Due volte la settimana veniva Said, e tutte le volte abusava di me. Mi faceva schifo la sua pancia enorme, il suo corpo, ma ero sua. Fingevo amore che non provavo. Urlavo di dolore quando mi possedeva. Non so come successe, ma un giorno Abdelatif, scomparve dalla mia vita, fu sostituito da un vecchio. Provai a chiedere di Abdelatif, ma non ebbi risposta. Era andato via senza salutare, senza dirmi nulla e io mi struggevo dal dolore. Erano passati 10 mesi da quando vivevo in quel magnifico palazzo, in quella bellissima prigione,. Ero sola. Senza affetto e senza amore, circondata di ogni meraviglia, ma senza libertà. Il tempo passava velocemente , due volte la settimana mi raggiungeva Said e io lo accoglievo tra le mie cosce, avevo imparato come farlo godere, avevo imparato a leccargli bene il suo mostruoso e gigante uccello. Bevevo il suo latte e fingevo passione ma il mio cuore era arido.
Un mattino mentre mi lavavo, entrò nella stanza il mio servitore, mi disse che ero fortunata, Said mi aveva preparato un nuovo appartamento, con servi personali e vistiti e ogni altra gioia. Mi disse che ero fortunata ad essere la preferita di Said, che le altre potavano solo sognarlo un trattamento cosi. Compresi che in quel magnifico palazzo non ero sola. Che chissà dove, c’erano altri come me. Usci dopo un anno esatto da quel appartamento, ero ingrassata, soprattutto nei fianchi, come voleva Said. Entrai nel mio nuovo appartamento vestita come una regina, avevo 3 ragazzi sui 25 anni che si occupavano di me. Nel corso del tempo il vecchio servitore mi aveva insegnato a parlare l’arabo e oggi potevo tranquillamente discorrere con le persone, anche se in maniera semplice.
In un angolo del nuovo appartamento vidi Abdelatif. Era l’ombra di ciò che era qualche mese prima. Portava i capelli rasati e pesava almeno il doppio di quando l’avevo conosciuto. Cercai il momento più propizio per parlargli.

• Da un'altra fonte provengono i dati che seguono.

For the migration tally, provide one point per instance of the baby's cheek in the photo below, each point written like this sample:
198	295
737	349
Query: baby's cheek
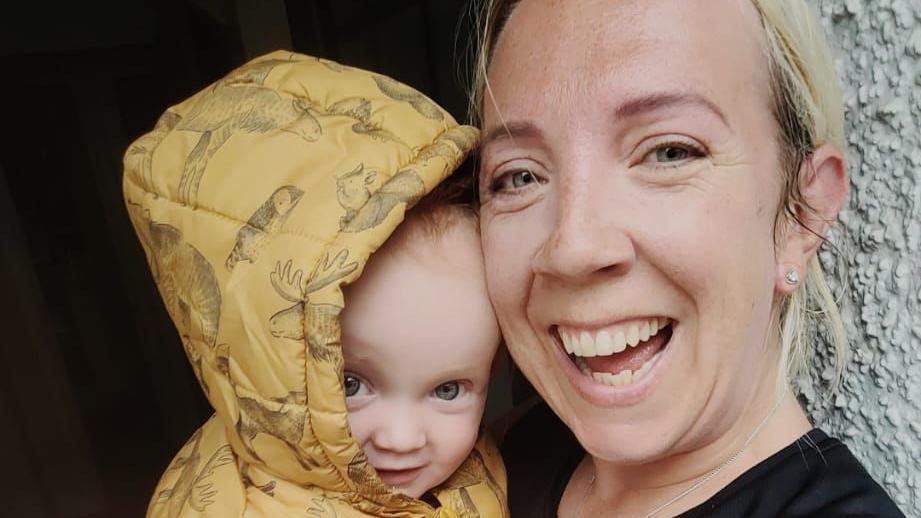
361	423
458	433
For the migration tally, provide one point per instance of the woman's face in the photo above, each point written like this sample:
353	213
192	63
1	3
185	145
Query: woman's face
630	181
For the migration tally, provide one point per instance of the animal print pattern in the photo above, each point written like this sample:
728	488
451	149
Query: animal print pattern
288	171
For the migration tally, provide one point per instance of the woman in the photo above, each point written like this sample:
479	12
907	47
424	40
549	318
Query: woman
656	177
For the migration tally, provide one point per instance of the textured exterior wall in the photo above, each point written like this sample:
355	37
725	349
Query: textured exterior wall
877	412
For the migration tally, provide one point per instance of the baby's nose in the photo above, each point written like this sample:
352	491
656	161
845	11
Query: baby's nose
401	432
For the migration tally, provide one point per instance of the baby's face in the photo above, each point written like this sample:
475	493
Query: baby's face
419	336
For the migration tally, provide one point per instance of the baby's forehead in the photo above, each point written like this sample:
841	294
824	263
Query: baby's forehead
447	235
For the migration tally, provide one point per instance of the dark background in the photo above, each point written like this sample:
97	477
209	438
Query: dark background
96	395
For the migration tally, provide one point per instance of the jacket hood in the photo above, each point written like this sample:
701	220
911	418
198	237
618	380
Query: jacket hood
255	201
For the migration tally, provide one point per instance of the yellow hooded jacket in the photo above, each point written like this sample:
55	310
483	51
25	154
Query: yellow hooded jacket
255	201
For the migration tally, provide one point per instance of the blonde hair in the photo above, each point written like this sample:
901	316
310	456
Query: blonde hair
808	108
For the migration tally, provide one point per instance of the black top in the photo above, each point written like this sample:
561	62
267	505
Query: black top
815	476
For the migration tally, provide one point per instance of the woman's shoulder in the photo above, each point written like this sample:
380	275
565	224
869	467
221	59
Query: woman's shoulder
817	475
540	454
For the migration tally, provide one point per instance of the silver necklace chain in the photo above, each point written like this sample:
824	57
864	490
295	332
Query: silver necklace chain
702	480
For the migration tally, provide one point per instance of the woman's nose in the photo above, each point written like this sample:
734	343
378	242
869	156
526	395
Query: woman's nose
400	432
588	234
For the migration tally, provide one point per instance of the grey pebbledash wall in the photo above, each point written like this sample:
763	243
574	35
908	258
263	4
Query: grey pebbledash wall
877	411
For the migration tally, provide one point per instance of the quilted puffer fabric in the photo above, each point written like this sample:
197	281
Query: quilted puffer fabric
255	201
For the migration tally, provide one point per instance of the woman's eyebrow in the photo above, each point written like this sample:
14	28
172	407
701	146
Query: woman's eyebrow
657	101
511	131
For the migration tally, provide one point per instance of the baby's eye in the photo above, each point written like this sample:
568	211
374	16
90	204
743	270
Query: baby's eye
353	385
448	391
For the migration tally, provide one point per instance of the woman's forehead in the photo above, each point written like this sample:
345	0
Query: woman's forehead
551	52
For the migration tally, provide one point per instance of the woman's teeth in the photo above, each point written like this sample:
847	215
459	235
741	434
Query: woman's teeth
610	340
624	377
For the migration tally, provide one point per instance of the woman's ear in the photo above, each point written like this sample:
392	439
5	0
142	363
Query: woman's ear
823	184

La sera mentre mi preparavano il bagno chiesi di lui e lui venne a me, non mi guardava negli occhi e quando gli sollevai il viso, vidi che piangeva. Mi raccontò che un pomeriggio aveva raccontato della mia bellezza ad un altro ragazzo, una guardia lo aveva sentito parlare e lo disse a Said che lo aveva castrato personalmente. Ora era un eunuco. Urlai dal dolore, il mio primo vero amore ridotto ad un essere inutile, non buono come donna ne buono come uomo, ma lui mi tranquillizzò, mi disse che Said era stato buono lo aveva tenuto in vita e a servizio, e manteneva la sua numerosa famiglia in Marocco. Divenne il mio migliore amico e col tempo il mio amore per lui svani, in me qualcosa cambiò. Cresceva in me la voglia di sottomettere tutte le persone che mi giravano intorno. Said era più presente nella mia vita ora passava almeno 4 notti con me e questo mi gratificava. Lo facevo ansimare, gemere e godere. Lo vedevo venire. Leccavo tutti i suoi anfratti, tutti i suoi liquidi e bevevo con lussuria tutto quello che il corpo eliminava. Presi a farmi leccare i piedi dai miei servi, ci fu un solo rifiuto, ma feci eliminare il servo che non aveva obbedito. Abdelatif invece era l’unico che mi leccava il culo. Conservavo per lui lo sperma di Said dentro il mio ano, e lui lo ingoiava mentre usciva da me.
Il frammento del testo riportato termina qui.